21 – 28th May, PV 20th May The Bomb Factory Art Foundation
The Bomb Factory presents ‘Actaeon’, a debut solo exhibition by resident artist Robert Cooper. After receiving online abuse, Cooper resonated with Actaeon’s story in Ovid’s Metamorphoses and started to use drawing to rebuild his confidence in making.
The show reenacts the myth of Actaeon who startles the goddess Diana and her nymphs and a chaotic frenzy ensues. The drawings are made with Sharpies, highlighters and colour pencils to create vivid, energised and frantic scenarios of rabbits and deer celebrating change and vitality. The recurring eyeball motif representing the flurry of Diana’s nymphs who were startled and scattered by Actaeon. It symbolises the witnessing of ongoing tragic events that have occurred during the past year from our positions of enclosure.
The show marks the return of exhibitions at The Bomb Factory, and, given the animated nature and timing of the work, celebrates a ‘bursting’ out of lockdown.
In March 2020, sitting on the tube heading home, I was feeling ill and having a crisis. A few months earlier, I had received a lot of abuse after posting a random image of a deer found online. Although I carried on making work, I knew the incident had paralysed me. I was scared of fully expressing myself. I was fearful of associating myself with anything I had previously made, or even of simply existing online.
When I got off the tube and went home, it turned out I was sick. Coronavirus had just become headline news and with my flu-like symptoms I isolated, surrendering to the protective space of my mattress.In my home, I found all the drawings I had made as a teenager. They didn’t resemble the style I had developed through my digital and sculptural work at art school, but I realised that the fundamental ideas in them were the same: dead animals, distorted bodies and consumer culture.
Unexpectedly, the drawings fell out of me. After a couple of weeks, a language of speed, line and motion developed. My abstract thoughts grew bodies and limbs as animals began to dance around the pages in various fragmented layers. These forms are full of anxiety and joy, and my fears towards engaging in intangible systems, such as consumerism, capitalism and mass production. The first successful drawing was of a deer, and I remember telling myself, ‘this is your way out’. These drawings were my escape and my safety net: within each drawing, I could ‘talk’ about anything I wanted to without external criticism.
It was not until the lockdown that I had had the time to read Ovid’s Metamorphoses.
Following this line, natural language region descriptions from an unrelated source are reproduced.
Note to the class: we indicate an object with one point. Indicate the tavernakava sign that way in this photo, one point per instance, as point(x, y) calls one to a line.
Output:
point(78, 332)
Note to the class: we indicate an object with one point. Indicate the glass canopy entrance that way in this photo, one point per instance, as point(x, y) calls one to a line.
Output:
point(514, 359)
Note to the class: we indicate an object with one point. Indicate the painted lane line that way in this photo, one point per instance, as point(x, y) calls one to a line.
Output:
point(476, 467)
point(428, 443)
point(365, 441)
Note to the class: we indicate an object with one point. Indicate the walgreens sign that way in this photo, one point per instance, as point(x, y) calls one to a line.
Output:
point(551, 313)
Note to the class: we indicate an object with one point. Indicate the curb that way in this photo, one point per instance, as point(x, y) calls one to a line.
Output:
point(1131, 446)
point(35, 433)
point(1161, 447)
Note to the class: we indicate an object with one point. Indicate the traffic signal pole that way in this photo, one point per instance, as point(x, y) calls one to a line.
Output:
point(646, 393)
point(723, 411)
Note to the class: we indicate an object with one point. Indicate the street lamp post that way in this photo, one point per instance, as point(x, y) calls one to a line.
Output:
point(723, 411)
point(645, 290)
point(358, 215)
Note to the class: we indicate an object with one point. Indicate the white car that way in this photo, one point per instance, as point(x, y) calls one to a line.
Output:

The myth of Actaeon in particular resonated with me. Actaeon, the hunter, walks in on the goddess Diana bathing naked with a crowd of nymphs, who, when enraged by the trespass of her privacy, consequently turns Actaeon into a deer. He is ripped to shreds by the jaws of his own hounds. Did Actaeon deserve death for ‘accidentally’ interrupting Diana? His fate resonated with how I felt when I was being trolled and attacked for the misunderstanding of a photo I posted online. Suddenly the digital space where I had once felt safe had turned against me. Just as Actaeon’s hounds ripped apart the deer’s flesh, the death threats I received have bitten holes in the way I felt about myself and the things I made.
Through reading about the careless Actaeon and through rediscovering drawing, I learnt that things transmute, metamorphose, and yet continue. Actaeon’s fate is not the end of the story or even an isolated event: the story goes on and unveils many more metamorphoses.
The work I have made celebrates my personal victory in continuing to make work after a difficult event. The drawings embody the will to counteract the challenges that I have experienced over the past year.